# Nikon D90 or D7000?



## perfectshow21 (Jan 8, 2011)

Hi my name is Jesse and I am new on the site, I've been contemplating on getting the Nikon D90 or the D7000. I need some input on the matter on which one I should get and why. If you could help me that would be super amazing

thanks.


----------



## Formatted (Jan 8, 2011)

If your budget can stretch the D7000 is what you want.


----------



## perfectshow21 (Jan 8, 2011)

So what are the advantages of getting a D7000 over a D90? and do you think the D7000 will have the same reputation as the D90 once it has been on the market longer?


----------



## Light Artisan (Jan 8, 2011)

D7000 blows the D90 away.

D7000:
39 AF points
Dual card slots
Better high ISO plus 100-6400 actual range (plus H1, H2, H3)
Better AF system
Even less menu digging
Better video
Stereo sound w/mic input
Weather sealing
Partial metal frame
6fps vs 4.5fps
U1 and U2 modes (very handy!)
Better battery
Support for even more lenses
Lens calibration
More...

Never have I seen a crop body compared to pro full frame bodies so often, there's really nothing else to compare it to.


----------



## Ken Rockwell Fan (Jan 8, 2011)

The D7000 is shuweeet!!!


----------



## sanderso (Jan 9, 2011)

I spent 3 mos researching the benefits of moving to the D90 from my D70s...then the D7000 came out.  Not only is it true (the earlier posts), but it also has a great hand presence:  not too heavy, not too slight.  My only regret is that I don't spend enough time creating images with it!  If your budget allows...do the D7000.


----------



## Wilsan (Jan 9, 2011)

If you can afford the D7000 go for it is a lot better camera than the D90 actually is the D90 replacement


----------



## Light Artisan (Jan 9, 2011)

D90 body only: $800
D7000 body only: $1200

I don't see where you get double the cost, 1/3 more to be exact. For what you get it's definitely worth $400 - especially when you factor in resale value.


----------



## nce (Jan 9, 2011)

They are both great but if you are not constrained by budget then my vote is for the D7000. I recently upgraded my D80 and was pretty sure that I wanted the D7000 but ended up getting a D300s as it just felt better in my hands.


----------



## mjhoward (Jan 9, 2011)

Light Artisan said:


> D90 body only: $800
> D7000 body only: $1200
> 
> I don't see where you get double the cost, 1/3 more to be exact. For what you get it's definitely worth $400 - especially when you factor in resale value.

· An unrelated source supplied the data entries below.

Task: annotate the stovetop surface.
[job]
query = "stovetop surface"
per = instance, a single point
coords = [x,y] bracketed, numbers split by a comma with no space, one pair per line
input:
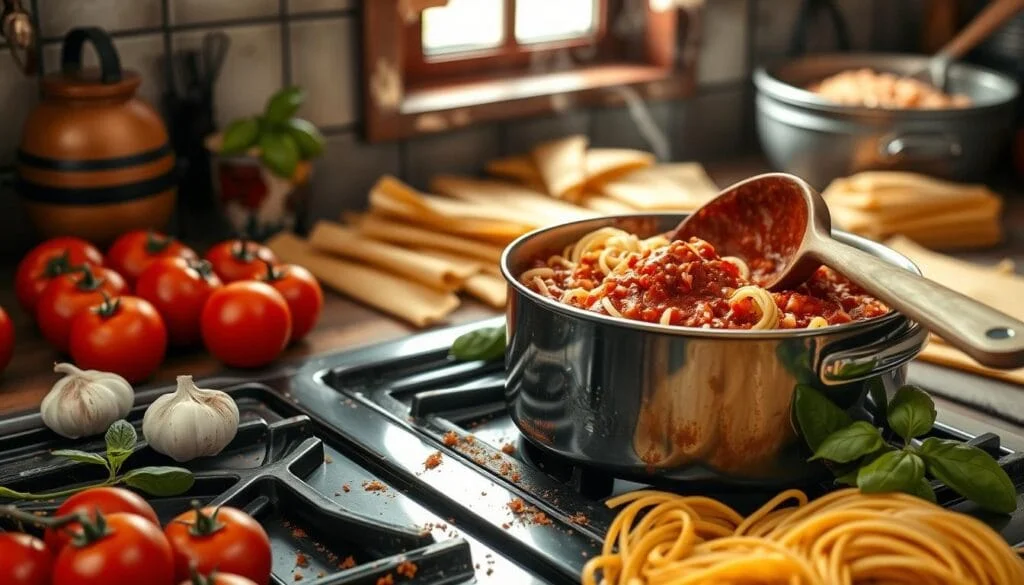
[358,462]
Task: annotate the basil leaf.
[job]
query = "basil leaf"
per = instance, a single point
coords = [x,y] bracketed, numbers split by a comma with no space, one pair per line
[240,136]
[911,413]
[80,456]
[924,491]
[484,344]
[280,154]
[121,437]
[816,416]
[284,105]
[894,471]
[851,443]
[160,481]
[971,472]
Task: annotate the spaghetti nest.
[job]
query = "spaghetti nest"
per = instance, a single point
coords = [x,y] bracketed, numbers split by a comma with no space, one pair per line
[844,538]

Actually, given your numbers... 'to be exact' it is 50% more.  $800*1.5=1200.  You could also say the D90 cost 1/3 less than the D7K. (1-1/3)*1200 = 800.  But you can't say the D7000 is 1/3 more.


----------



## flea77 (Jan 9, 2011)

Wilsan said:


> If you can afford the D7000 go for it is a lot better camera than the D90 actually is the D90 replacement


 
Having played with a D70, used D80s, D90s and now the D70000 along with D300, D300s, D700, etc I can tell you the D7000 does not feel like the replacement for the D90, it dang near replaces the D300s!

In my experience, when you go from say the D70 to D80, or D80 to D90, you get little bumps, for example:

Comparing D70 -> D80 -> D90 -> D7000
MP 6 -> 10 -> 12 -> 16
LCD 2.0 -> 2.0 -> 3.0 -> 3.0
AF Sensors 5 MC900 -> 11 MC1000 -> 11 MC1000 -> 39 MC4800DX
FPS 3 -> 3 -> 4.5 -> 6
Body plastic -> plastic ->  plastic -> Magnesium
Meter segments 1005 -> 420 -> 420 -> 2016
Meter with manual lenses? no -> no -> no ->YES
Coverage 95 -> 95 -> 96 -> 100

Note the huge dispariagement of the new AF system, new alloy skeleton, massive metering system upgrade, ability to meter with manual lenses and viewfinder coverage increase. All things never before done. Also include dual cards, weather sealing and two user modes on the mode dial and I think you will see this seems like a whole new class of camera.

This looks like a new bottom of the line where the D300s currently sits, the D300s will be replaced by, lets call it the D400, and the D90 will remain right where it is. This moves the in-body motor cameras all to the midrange.

Of course then we have the name of the camera which falls in line with the lower end. Go figure 

Allan


----------



## sierramister (Jan 9, 2011)

From nikonrumors, the D7000 is not a D90 replacement.  Nikon has officially said that it is a new class of its own, above the D90 but below the D300s class.  They made this clear on the wikipedia entry as well (check out the timeline at the bottom of the article).


----------



## PhillyPhoton (Jan 22, 2011)

Im new to digital dslr world, was looking at the D7000 and D90: 
remember one thing, D7000 is a better camera on paper but its not the tools but the carpenter.
Ive had the D90 for about 2 weeks now and I love it. There are several people on the forum that have Flicker links with D90's and D7000. Take a look an compare. I'll bet youll be surprised.

Also remember its all about the glass: whats the use of buying a porsche and putting on crap tires? Great glass trumps a great body anyday.

Bottom line, youll be happy with either camera, compare the specs yourself and ask yourself, is this something I really need?


----------



## rlpolo (Feb 10, 2011)

mjhoward said:


> Light Artisan said:
> 
> 
> > D90 body only: $800
> ...


 
Stuff I deal with at work everyday, and yes its correct 50% more..


----------



## rlpolo (Feb 10, 2011)

PhillyPhoton said:


> Im new to digital dslr world, was looking at the D7000 and D90:
> remember one thing, D7000 is a better camera on paper but its not the tools but the carpenter.
> Ive had the D90 for about 2 weeks now and I love it. There are several people on the forum that have Flicker links with D90's and D7000. Take a look an compare. I'll bet youll be surprised.
> 
> ...


 
I agree. Both of these camera's will do good especially if you never had a D90 before. I just got my D7000 yesterday (wifey's valentine's gift), and my current body is a D90.  Had the D7000 never came out though, and the next best thing is the D300s, then I would be still completely satisfied with the D90.


----------



## jeronimus (Feb 10, 2011)

D90 and invest in glass. You wont regret it.


----------